If you can’t, then you have presented no evidence to support your claim – just some random and largely irrelevant numbers.
But as you have no evidence for “suggesting” this, we are perfectly justified in rejecting this suggestion without further examination!
The fact of the matter is that you don’t have the first idea how plausible your hypotheses are – you’re just flinging any old thing at the wall in the vain hope that something might stick.
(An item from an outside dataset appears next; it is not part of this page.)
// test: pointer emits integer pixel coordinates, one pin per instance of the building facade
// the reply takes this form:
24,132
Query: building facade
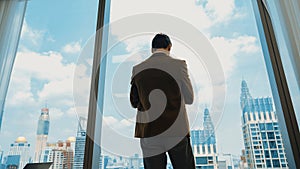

This has gotten very, very repetitive Valerie. It also builds an increasingly compelling picture of you being wholly incapable of critically analysing your own hypotheses.
If it’s just one person, why assume that they’re a Norman? And why should we even think it possible that it originated so recently? It all seems just a fantasy invented to try to defend young-Earth dogma. That doesn’t make Christianity look any better to me - it makes it look worse.